He calls an officer from the rear room and the two complainants, together with others who have ventured in, myself included, beat a sullen retreat, the crowd welcoming us on the outside. A buzz of conversation follows. War is promised. When the victim is safely down the steps he exclaims:

“All right! I ast him to arrest him. Now let ’em look out. I’ll go back there, I will. Yes, I will. I’ll kill the bastard, that’s what I’ll do. I’ll show him whether he’ll hit me with a banister leg, the ——,” and as he goes now, rather straight and yet rhythmically forward, his assailant, who has been opposite him all the while but in the middle of the street, keeps an equal and amusing pace.

The crowd follows and turns into Thirty-ninth Street, a half-block east of Tenth Avenue. It stops in front of an old, stale, four-story red brick tenement. Some of its windows are glowing softly in the night. On the third floor some one is playing a flute. Quiet and peace seem to reign, and yet this——

“I’ll show him whether he’ll hit me,” insists the injured man, entering the house. The woman follows, and then the short, thickset man from the street. One after another they disappear up the narrow stairs which begin at the back of the hall. Some of the crowd follows, myself included.

Presently, after a great deal of scuffling and hustling on the fourth floor, all return helter-skelter. They are followed by a large, comfortably-built, healthy, white-shirted Irish-American, who lives up there and who has strength and courage. Before him, pathetically small in size and strength, the others move, the mutilated and still protesting victim among them. Apparently he has been ejected from the room in which he had been before.
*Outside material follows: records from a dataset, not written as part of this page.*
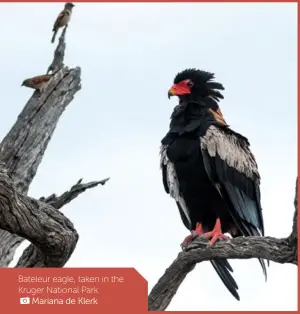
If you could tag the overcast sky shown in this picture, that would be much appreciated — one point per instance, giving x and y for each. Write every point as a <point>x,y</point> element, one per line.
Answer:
<point>129,55</point>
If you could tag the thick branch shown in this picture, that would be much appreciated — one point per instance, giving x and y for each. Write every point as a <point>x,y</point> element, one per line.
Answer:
<point>23,147</point>
<point>47,229</point>
<point>276,250</point>
<point>33,257</point>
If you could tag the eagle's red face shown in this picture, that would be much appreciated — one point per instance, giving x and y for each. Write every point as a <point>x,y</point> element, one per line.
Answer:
<point>181,88</point>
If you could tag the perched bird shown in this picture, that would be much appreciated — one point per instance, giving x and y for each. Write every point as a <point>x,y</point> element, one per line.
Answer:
<point>39,83</point>
<point>63,19</point>
<point>209,169</point>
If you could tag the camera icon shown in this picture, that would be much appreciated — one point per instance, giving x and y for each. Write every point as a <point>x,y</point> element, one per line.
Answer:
<point>25,300</point>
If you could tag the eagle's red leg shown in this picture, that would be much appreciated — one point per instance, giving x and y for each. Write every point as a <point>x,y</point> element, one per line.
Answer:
<point>190,237</point>
<point>216,233</point>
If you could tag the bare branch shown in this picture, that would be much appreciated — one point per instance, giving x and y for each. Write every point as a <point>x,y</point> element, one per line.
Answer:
<point>277,250</point>
<point>23,147</point>
<point>59,201</point>
<point>46,228</point>
<point>59,54</point>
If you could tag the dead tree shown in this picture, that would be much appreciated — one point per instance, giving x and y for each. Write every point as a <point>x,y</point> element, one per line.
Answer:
<point>276,250</point>
<point>52,235</point>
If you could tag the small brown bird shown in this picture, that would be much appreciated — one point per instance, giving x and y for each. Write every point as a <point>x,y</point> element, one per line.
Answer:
<point>39,82</point>
<point>63,19</point>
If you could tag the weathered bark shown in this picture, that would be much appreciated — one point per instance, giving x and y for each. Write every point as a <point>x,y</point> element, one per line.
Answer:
<point>277,250</point>
<point>52,235</point>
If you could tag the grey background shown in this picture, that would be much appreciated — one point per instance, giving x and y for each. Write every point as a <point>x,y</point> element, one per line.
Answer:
<point>129,54</point>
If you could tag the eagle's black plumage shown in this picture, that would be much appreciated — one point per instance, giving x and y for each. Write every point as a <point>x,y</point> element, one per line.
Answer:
<point>208,168</point>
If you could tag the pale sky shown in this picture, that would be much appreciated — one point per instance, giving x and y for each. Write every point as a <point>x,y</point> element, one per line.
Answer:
<point>129,55</point>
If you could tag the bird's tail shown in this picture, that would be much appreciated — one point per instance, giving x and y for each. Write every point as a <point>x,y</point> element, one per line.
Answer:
<point>54,35</point>
<point>223,269</point>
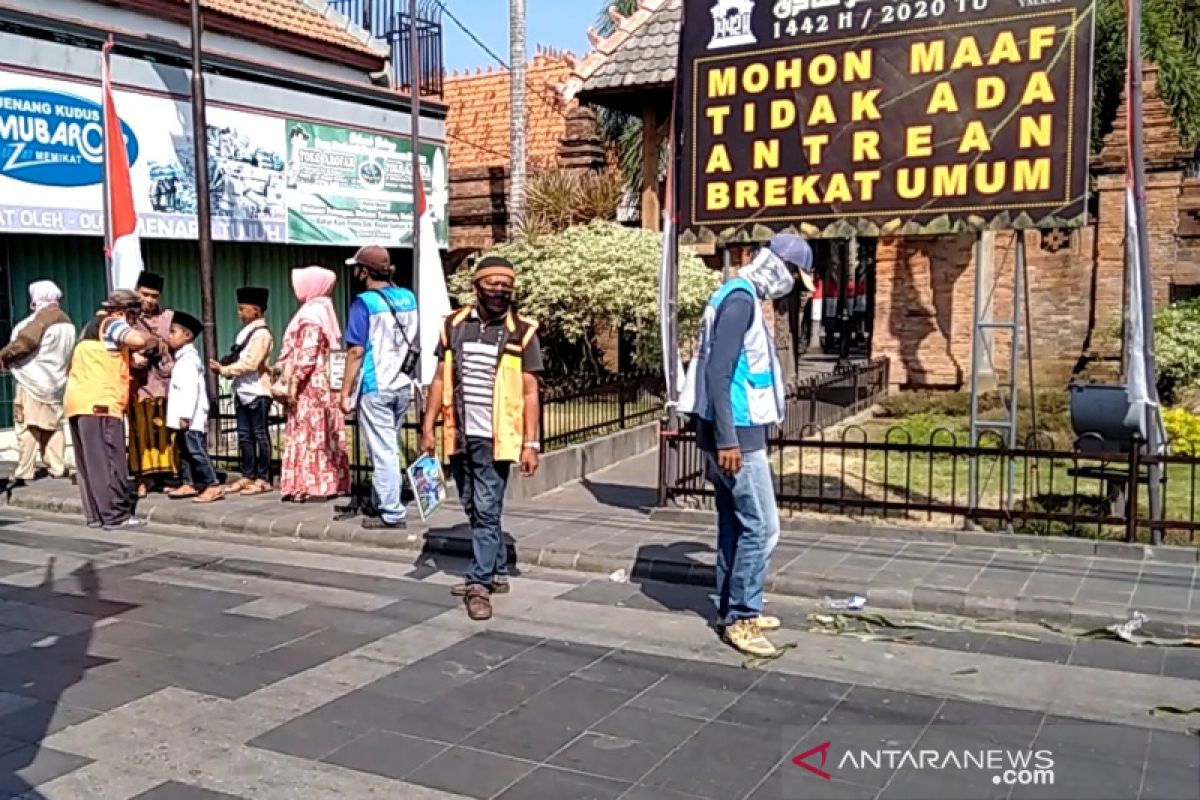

“I’ll show him,” he is still boasting. “I’ll see whether he’ll hit me with a banister leg, the ——.”

“That’s all right,” says the large Irishman with a brogue, pushing him gently onto the sidewalk as he does so. “Go on now.”

“I’ll get even with him yet,” insists the victim.

“That’s all right. I don’t care what you do to-morrow. Go on now.”

The victim turns and looks up at this new authority fixedly, as though he knew him well, scratches his head and then turns and solemnly walks away. The other man does likewise. You wonder why.